Possible Collaboration on Higher Context Models: Users @rtyax and @kaltcit expressed interest in training Yi-200K models with higher context counts. @kaltcit stated they have a model targeting academic and QA use, emphasizing that it would not be useful for jokes/stories/raps as it’s not trained on Airobo/Dolphin datasets.
Advantages of Large Batch Sizes: During a discussion on training models, @kaltcit explained that larger batch sizes could help deal with unexpected loss increase in the middle of training. Larger batches also allow for a higher learning rate, which can lead to lower losses.
Training Resources and Recommendations: @faldore advised @kaltcit to form an LLC and apply for Microsoft’s Startup program to obtain Azure credits for training. @kaltcit mentioned they already had unlimited research credits with Google for their GCP A100 US central quotas.
Troubleshooting Model Launching: @papr_airplane shared issues launching BakLLaVA-1 due to non-consecutive token issues. @nanobitz suggested manually fixing this by adjusting the tokenizer_config.

▷ #axolotl-dev (7 messages):

Discussion about Integrating PEFT and AWQ:
- @caseus_ queried whether fixes in PEFT should be upstreamed, or if autoawq could be added as an install extras.
- @casper_ai proposed adding AWQ to the requirements and provided code snippet for incorporating AWQ with PEFT: import awq.modules.peft_patch.
- @caseus_ confirmed the necessity of adding AWQ to the requirements.
- @casper_ai suggested using the AWQ version from PyPi which ships with CUDA 12.1 over the one on GitHub with CUDA 11.8, as PyPi tends to simplify the process.
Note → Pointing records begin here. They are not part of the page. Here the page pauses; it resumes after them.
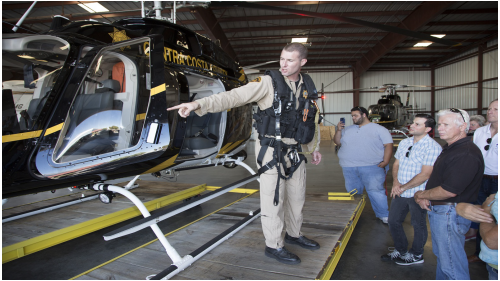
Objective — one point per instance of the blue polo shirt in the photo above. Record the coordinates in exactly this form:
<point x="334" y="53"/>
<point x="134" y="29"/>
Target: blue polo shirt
<point x="424" y="152"/>
<point x="363" y="146"/>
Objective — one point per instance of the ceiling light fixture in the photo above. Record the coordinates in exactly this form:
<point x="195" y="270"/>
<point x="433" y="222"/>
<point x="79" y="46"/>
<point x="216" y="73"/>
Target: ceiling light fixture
<point x="94" y="7"/>
<point x="299" y="40"/>
<point x="427" y="44"/>
<point x="422" y="44"/>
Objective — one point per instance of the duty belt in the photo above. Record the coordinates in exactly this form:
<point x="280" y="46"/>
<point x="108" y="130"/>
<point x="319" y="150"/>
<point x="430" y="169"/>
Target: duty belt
<point x="293" y="155"/>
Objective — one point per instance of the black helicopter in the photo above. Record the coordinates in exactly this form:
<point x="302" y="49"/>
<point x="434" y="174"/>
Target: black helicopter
<point x="389" y="110"/>
<point x="86" y="102"/>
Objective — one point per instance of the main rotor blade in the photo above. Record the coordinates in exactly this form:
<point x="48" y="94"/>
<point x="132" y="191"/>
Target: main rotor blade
<point x="339" y="18"/>
<point x="349" y="90"/>
<point x="429" y="86"/>
<point x="258" y="64"/>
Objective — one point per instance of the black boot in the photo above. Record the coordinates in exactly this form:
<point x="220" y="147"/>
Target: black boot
<point x="302" y="241"/>
<point x="282" y="255"/>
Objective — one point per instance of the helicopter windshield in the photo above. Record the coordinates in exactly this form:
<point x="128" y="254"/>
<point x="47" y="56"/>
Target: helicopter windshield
<point x="30" y="67"/>
<point x="104" y="115"/>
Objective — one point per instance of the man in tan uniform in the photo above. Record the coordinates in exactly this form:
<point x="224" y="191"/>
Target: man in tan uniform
<point x="291" y="191"/>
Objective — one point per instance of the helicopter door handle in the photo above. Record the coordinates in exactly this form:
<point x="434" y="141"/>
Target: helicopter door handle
<point x="154" y="133"/>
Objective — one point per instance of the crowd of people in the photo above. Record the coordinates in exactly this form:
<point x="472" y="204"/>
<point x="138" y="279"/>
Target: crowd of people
<point x="454" y="186"/>
<point x="441" y="183"/>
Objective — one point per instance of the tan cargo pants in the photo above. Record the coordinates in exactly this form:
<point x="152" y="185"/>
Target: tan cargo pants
<point x="291" y="200"/>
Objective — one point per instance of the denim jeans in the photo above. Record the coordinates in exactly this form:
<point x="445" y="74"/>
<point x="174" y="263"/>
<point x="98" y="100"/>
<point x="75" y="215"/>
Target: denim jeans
<point x="397" y="214"/>
<point x="492" y="273"/>
<point x="488" y="187"/>
<point x="448" y="239"/>
<point x="373" y="178"/>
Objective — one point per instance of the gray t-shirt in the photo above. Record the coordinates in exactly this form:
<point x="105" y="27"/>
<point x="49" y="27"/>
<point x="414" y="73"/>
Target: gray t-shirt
<point x="363" y="146"/>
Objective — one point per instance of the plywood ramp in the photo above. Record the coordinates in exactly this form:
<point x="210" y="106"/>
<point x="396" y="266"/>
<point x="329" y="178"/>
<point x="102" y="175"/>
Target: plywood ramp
<point x="242" y="255"/>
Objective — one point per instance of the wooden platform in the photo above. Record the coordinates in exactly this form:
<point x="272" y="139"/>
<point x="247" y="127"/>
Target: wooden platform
<point x="242" y="256"/>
▷ #axolotl-help (36 messages🔥):

Issues with flash-attn versions: User @casper_ai reported experiencing issues when using flash-attn==2.3.6 with the standard RunPod template with torch 2.1.1 and cuda 12.1.1. The issue was resolved by downgrading to flash-attn==2.3.3.
Issues with NCCL timeout: User @vijen. queried how to disable the nccl timeout that was encountered when running the train command after preprocessing. @caseus_ suggested checking out resources on handling NCCL issues in the GitHub repository and mentioned recent updates on the accelerate library that might solve the issues.
Increased inference time post model merger: @DavidG88 noticed a significant increase in inference time after merging QLoRA adapter with a 7b Mistral base model using axolotl. The issue was specifically prominent when benchmarking the models using llm-evaluation-harness.
Prompt formats for ShareGPT: @mave_2k asked about the prompt format for ShareGPT interfacing with a trained model. @tim9422 provided instructions, sharing links to relevant parts of the code. He also warned about inconsistency issues with an extra line break in the ChatML separator and offered to create a PR to fix it.
Recommendations for Inference Tools: When asked about recommended tools for running inference, @nanobitz recommended using ooba.
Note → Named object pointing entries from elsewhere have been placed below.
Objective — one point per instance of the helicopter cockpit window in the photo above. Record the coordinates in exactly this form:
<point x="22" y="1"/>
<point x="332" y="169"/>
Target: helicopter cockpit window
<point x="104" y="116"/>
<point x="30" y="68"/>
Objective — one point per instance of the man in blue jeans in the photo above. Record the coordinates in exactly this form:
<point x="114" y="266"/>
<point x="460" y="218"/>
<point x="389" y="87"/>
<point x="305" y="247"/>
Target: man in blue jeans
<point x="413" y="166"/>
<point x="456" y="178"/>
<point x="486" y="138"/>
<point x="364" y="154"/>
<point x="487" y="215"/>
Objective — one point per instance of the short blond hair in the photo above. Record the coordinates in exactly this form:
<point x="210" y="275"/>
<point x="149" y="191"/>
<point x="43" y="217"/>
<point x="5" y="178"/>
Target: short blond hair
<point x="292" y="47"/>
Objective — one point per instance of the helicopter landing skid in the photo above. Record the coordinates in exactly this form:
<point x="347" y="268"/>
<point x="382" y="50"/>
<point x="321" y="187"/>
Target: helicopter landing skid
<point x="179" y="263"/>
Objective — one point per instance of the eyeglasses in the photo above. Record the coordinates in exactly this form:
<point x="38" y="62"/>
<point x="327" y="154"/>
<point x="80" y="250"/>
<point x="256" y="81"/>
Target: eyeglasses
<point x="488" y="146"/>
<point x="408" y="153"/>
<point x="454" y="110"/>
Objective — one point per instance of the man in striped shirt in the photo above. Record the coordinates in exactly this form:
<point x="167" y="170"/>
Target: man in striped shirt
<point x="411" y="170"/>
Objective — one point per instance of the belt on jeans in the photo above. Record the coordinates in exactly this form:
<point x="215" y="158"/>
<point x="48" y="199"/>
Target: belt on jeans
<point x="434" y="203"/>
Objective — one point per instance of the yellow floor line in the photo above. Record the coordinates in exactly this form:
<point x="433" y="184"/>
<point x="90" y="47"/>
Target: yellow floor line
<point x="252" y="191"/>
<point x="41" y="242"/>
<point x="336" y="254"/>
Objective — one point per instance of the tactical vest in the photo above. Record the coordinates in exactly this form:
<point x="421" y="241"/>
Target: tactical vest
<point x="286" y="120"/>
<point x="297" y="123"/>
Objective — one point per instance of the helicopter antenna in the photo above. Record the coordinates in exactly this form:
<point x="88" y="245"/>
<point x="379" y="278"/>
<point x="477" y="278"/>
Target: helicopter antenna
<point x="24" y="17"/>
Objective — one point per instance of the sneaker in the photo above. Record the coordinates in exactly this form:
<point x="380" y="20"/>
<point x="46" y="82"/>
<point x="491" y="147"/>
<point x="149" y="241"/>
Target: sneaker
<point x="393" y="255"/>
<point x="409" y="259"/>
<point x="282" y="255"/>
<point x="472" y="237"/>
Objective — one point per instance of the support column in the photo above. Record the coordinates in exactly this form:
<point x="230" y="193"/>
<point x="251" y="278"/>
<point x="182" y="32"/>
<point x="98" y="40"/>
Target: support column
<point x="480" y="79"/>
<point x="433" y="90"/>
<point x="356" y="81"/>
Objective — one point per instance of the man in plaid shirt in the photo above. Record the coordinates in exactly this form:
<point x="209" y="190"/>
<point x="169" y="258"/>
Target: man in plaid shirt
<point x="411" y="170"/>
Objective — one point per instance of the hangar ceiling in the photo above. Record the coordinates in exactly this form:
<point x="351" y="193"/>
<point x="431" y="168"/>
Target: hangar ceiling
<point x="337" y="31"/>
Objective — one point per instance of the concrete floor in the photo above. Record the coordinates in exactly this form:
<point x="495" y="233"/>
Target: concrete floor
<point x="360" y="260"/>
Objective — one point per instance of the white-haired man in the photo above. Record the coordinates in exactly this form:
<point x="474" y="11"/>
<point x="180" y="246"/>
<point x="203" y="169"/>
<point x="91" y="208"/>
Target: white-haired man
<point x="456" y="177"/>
Remember that these are third-party suggestions based on personal experience. Always test different solutions and choose what works best for your use case.
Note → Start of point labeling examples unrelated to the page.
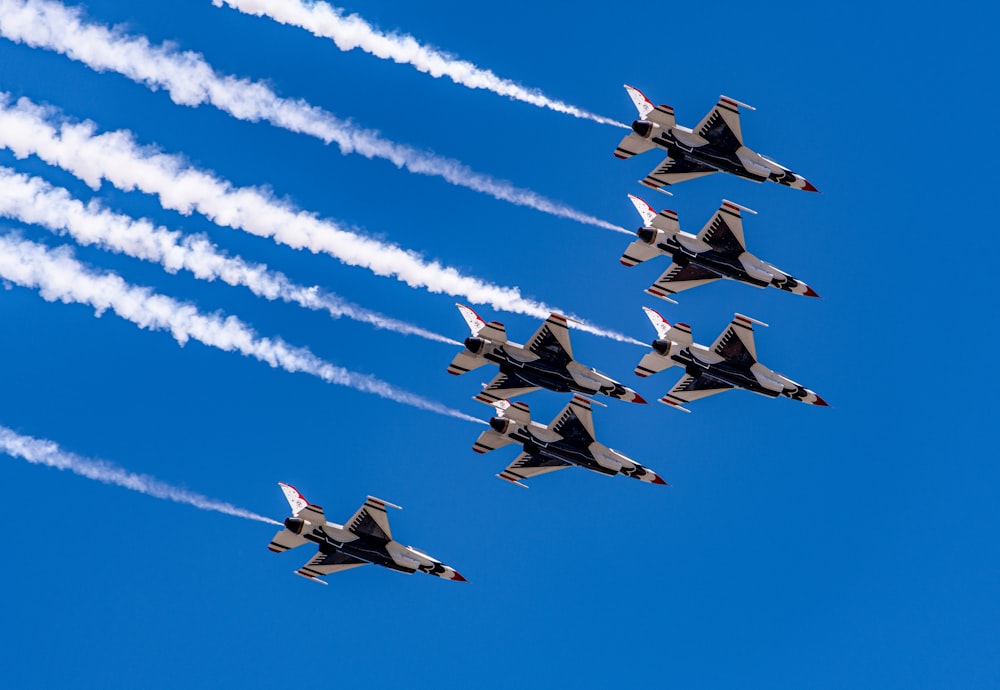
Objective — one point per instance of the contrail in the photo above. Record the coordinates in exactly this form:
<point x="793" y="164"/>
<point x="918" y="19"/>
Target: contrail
<point x="59" y="276"/>
<point x="191" y="81"/>
<point x="41" y="452"/>
<point x="33" y="200"/>
<point x="352" y="31"/>
<point x="27" y="129"/>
▷ #datasets (15 messages🔥):

Double token inclusion in dataset format: @dirisala noticed that when using the “completion” dataset format with llama based models, the framework was adding <s> token at the beginning even though it was already in the dataset. This was resulting in the token being included twice.
Potential solution to double token issue: @nanobitz suggested removing it from the dataset prior to processing and added that the inclusion of tokens like <s> is based on the tokenizer used.
DolphinCoder dataset: @faldore shared a link to the DolphinCoder dataset on Hugging Face and mentioned plans to train a model on it.
Coding-multiturn dataset: @faldore expressed the need for a good coding-multiturn dataset, suggesting that the sharedGPT dataset might be filtered for coding related conversations.
Retro-YahooAnswers dataset: @visuallyadequate posted a link to a new dataset called Retro-YahooAnswers from Yahoo Answers circa 2007, but warned that the dataset contained sensitive content and might not be a good dataset for serious assistant models, except perhaps as seed data for a synthetic dataset.

▷ #advanced-help (23 messages🔥):

Debugging Axolotl Installation: User @developer_59500 attempted to install Axolotl using pip, but encountered issues related to the absence of a GPU and torch module. @le_mess informed that the installation requires an Nvidia GPU and won’t work on a Mac M2 or Linux with no GPU.
Tokenizer Modification: User @geronimi73 asked how to add new tokens to a model. @nanobitz clarified that if the model uses the HF tokenizer, one can add tokens within the config yaml file.
Impression on Mamba 130m Instruct Model: User _automagic shared a link to the mamba 130m instruct model which is hosted on Hugging Face, praising its impressive performance.
Troubleshooting for Model Training: @faldore trained a model (yi-34b) and shared observations about an unexpected peak at 4k in the loss, despite using deepspeed and AdamW optimizer. @casper_ai suggested enabling the --debug mode to capture logs and identify potential issues.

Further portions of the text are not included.